I understand it’s a “religion of peace”

Check this out. Pakistan, I am told, is our friend in the War on Terror. That’s what they say. Bush says it, and we know what a stand-up guy he is, so it must be true. And we know the Bush administration takes a hard line against those Islamofascists, too, because they’re always saying so on Fox News. And we know how fair and balanced they are, so it must be true. I mean, the Islamofascists are why we can’t leave Iraq, right? Because that’s where they all are, and so if we leave, well then, they’re just going to swarm the globe in their millions, and it’ll be Islamofascism here, Islamofascism there, Islamofascism everywhere!

So I wonder just how our fine, courageous, standing-up-to-the-terrorists president is going to react if our good fellow-Islamofascist-terrorist-fighting friends in Pakistan pass this bill that would make it a capital crime for a Muslim man to decide he wanted to leave the faith. Hey, at least they’re going easy on women, who would only get life in prison. I suppose this is what passes for “progressive” in an Islamic country. After all, Islamofascists aren’t known for making women’s lives very pleasant. I mean, for real. Like, if you’re a woman, and you live in an Islamic country, it pretty much sucks to be you. So for women who want to leave Islam to get off so lightly with a mere life sentence seems to indicate that Islam has made a bold step forward into the 17th century, at least.

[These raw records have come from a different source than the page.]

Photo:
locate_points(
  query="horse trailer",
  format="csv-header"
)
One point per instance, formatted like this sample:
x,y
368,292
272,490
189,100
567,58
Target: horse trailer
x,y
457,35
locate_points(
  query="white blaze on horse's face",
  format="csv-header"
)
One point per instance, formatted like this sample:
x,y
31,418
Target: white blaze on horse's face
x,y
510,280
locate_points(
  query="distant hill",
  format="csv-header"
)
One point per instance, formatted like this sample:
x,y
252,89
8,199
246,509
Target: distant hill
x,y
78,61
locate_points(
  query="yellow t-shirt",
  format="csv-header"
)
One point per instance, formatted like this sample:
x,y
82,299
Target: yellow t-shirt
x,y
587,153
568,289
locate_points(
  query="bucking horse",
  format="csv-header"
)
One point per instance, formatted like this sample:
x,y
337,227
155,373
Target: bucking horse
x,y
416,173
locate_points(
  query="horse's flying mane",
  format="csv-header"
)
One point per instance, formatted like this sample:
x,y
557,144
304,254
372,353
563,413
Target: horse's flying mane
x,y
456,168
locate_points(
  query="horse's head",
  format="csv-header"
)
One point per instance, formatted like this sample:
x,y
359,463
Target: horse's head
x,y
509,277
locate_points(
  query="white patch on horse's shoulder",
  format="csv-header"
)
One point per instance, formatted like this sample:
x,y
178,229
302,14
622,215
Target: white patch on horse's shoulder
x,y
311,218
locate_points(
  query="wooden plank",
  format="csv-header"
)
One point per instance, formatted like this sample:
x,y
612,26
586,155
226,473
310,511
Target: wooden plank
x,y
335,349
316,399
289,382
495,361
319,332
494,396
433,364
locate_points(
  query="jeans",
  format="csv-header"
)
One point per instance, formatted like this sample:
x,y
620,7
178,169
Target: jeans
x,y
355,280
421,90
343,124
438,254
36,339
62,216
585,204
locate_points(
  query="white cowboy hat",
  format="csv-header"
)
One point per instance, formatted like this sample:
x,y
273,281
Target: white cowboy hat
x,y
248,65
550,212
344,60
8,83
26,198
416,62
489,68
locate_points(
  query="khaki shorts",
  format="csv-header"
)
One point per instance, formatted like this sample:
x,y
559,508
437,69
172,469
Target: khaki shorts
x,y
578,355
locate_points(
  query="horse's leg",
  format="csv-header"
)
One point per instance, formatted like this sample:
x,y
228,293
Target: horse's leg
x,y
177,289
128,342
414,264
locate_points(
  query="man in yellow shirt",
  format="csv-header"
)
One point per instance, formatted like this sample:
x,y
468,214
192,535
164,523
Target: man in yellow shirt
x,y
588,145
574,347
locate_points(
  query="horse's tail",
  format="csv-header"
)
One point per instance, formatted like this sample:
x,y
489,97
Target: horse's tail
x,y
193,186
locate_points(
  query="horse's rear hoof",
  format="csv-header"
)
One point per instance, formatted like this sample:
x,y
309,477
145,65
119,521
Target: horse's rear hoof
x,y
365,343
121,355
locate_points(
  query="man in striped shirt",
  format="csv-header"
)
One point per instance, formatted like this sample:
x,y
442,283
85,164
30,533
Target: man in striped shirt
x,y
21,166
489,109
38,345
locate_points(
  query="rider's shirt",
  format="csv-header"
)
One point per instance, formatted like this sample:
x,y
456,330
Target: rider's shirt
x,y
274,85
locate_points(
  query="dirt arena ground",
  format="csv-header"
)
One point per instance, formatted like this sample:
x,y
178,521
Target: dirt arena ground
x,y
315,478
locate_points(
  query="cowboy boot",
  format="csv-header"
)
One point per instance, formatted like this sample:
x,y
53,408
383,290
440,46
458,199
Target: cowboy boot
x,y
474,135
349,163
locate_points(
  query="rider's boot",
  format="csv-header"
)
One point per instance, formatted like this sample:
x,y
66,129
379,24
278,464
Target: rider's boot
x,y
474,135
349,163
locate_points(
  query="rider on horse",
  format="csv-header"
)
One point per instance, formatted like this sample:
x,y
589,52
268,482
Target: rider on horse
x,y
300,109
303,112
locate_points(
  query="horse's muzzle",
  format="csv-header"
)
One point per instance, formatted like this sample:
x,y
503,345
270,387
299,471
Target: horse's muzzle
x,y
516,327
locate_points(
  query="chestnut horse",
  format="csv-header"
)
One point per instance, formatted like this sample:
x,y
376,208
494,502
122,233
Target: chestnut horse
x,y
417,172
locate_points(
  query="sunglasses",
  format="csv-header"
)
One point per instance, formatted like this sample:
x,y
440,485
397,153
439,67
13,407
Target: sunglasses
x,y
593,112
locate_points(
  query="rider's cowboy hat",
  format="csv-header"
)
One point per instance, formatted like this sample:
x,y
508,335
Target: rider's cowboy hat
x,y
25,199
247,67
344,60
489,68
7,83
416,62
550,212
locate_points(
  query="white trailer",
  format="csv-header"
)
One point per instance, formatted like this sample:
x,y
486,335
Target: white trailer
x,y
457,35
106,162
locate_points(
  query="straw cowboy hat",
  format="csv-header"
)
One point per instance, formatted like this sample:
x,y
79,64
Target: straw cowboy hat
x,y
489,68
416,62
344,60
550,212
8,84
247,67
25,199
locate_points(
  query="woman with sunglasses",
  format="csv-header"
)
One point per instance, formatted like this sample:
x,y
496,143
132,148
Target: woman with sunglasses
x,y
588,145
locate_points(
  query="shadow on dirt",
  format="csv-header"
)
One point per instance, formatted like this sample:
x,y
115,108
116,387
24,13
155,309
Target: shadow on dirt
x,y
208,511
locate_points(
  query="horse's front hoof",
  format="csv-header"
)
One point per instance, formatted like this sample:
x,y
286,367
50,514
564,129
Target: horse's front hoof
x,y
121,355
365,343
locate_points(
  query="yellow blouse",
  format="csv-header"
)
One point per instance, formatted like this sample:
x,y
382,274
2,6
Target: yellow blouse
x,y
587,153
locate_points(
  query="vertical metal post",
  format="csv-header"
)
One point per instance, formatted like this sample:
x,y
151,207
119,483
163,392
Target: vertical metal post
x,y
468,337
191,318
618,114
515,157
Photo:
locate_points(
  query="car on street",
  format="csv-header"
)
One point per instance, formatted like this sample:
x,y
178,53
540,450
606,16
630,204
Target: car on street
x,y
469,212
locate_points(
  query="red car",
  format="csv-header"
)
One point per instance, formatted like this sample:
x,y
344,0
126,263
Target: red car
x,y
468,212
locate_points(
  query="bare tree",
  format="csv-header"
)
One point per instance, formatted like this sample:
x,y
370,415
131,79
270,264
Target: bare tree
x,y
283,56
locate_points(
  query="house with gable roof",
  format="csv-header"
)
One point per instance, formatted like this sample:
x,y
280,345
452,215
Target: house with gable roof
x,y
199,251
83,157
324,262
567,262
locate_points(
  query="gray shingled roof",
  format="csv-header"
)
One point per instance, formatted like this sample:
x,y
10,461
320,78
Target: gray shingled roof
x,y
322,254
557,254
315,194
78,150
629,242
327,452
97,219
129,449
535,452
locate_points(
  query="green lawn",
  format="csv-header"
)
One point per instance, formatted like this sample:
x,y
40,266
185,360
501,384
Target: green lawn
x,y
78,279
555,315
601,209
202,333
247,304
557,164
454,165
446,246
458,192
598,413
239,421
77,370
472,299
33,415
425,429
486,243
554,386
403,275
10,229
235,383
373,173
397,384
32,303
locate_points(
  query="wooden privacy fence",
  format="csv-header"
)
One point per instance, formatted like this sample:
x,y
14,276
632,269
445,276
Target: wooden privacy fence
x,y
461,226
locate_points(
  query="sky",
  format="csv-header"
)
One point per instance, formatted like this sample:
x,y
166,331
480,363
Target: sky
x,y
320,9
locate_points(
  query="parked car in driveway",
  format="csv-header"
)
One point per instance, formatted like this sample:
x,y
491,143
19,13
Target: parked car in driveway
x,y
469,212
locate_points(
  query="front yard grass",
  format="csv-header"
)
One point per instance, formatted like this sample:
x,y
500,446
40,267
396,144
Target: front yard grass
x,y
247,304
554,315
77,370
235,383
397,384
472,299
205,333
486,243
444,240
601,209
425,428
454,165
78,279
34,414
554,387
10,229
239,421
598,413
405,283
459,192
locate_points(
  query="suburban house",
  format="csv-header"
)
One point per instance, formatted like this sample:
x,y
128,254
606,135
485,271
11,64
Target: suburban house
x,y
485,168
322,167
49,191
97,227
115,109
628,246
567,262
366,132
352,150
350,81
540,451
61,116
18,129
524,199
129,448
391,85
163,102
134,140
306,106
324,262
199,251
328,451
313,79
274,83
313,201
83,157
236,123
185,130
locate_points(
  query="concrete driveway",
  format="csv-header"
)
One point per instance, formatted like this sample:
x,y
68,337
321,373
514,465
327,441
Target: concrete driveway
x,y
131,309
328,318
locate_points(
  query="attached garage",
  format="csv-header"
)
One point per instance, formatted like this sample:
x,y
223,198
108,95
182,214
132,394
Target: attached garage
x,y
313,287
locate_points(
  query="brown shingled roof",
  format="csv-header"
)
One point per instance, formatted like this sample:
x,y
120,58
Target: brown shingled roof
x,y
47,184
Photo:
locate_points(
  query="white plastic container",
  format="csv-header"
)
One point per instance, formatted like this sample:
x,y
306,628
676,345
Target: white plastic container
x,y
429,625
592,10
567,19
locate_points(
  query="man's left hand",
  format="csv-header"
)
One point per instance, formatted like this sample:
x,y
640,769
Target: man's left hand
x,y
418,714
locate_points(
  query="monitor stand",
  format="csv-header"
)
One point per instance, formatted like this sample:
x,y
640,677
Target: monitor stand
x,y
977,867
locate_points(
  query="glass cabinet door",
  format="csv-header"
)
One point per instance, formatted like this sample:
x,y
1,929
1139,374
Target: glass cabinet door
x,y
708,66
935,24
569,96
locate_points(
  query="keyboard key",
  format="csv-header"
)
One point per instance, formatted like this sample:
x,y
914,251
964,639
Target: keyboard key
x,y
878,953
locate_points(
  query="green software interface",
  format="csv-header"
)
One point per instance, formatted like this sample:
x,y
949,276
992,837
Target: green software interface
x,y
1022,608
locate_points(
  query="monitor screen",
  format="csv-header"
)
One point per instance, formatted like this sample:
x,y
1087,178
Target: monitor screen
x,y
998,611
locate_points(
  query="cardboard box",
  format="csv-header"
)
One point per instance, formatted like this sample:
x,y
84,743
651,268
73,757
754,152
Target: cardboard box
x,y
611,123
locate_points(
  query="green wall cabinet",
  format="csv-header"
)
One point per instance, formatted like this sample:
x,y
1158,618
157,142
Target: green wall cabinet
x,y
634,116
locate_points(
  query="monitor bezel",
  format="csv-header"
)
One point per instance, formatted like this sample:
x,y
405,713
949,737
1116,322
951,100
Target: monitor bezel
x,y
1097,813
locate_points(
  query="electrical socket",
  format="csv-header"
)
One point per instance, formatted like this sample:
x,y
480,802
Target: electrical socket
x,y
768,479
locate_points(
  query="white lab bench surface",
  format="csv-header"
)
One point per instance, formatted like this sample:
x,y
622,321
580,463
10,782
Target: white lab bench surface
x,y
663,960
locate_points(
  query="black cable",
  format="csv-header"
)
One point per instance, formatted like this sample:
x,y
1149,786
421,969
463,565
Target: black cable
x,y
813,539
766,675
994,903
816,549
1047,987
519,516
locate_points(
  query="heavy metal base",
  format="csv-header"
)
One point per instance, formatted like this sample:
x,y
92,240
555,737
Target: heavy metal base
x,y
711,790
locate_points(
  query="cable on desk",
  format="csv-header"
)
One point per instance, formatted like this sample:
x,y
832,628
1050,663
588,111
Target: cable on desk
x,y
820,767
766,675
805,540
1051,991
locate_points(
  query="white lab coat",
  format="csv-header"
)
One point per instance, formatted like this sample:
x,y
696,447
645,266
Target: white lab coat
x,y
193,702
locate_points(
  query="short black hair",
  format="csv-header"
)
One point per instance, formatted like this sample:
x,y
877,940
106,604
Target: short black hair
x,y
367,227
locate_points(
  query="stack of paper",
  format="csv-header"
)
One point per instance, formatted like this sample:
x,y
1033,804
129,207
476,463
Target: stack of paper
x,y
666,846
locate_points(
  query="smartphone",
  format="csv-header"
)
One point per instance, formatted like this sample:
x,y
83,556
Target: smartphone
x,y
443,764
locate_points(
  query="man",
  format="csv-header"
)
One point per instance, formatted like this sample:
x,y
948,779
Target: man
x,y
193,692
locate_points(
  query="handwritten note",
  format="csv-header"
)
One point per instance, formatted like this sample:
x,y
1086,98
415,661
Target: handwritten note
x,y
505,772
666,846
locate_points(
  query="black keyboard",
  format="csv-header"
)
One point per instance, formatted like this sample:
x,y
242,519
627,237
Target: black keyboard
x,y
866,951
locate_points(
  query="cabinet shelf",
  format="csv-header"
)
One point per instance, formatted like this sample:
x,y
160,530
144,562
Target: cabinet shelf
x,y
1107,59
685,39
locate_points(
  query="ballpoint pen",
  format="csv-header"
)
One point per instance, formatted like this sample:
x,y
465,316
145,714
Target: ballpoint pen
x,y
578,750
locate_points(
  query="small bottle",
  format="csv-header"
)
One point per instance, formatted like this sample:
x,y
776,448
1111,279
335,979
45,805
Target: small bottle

But come on. Really. To pass a law saying that we’ll fucking kill you if you don’t want to belong to our religion any more is pretty barbaric even for Islam, which is already just about the most barbaric belief system any bunch of barbarians ever practiced barbarism under. And I say this as someone who has lived in the Middle East, known plenty of the “good” Muslims, knows what good and kind people they can be, and remains utterly nonplussed that decent folks can continue to live under the yoke of such a totalitarian, anti-human, tyrannical religion. Hell, maybe that’s the problem that has motivated Pakistan’s desire to draft this law. You wouldn’t think they’d need it if there weren’t the real threat of mass defections by good Muslims who have concluded they simply cannot stand by and be part of something so evil any more.

Well, I’m sure Bush’ll give ol’ Musharraf what-for over this. Won’t he? He will, won’t he? Sure he will.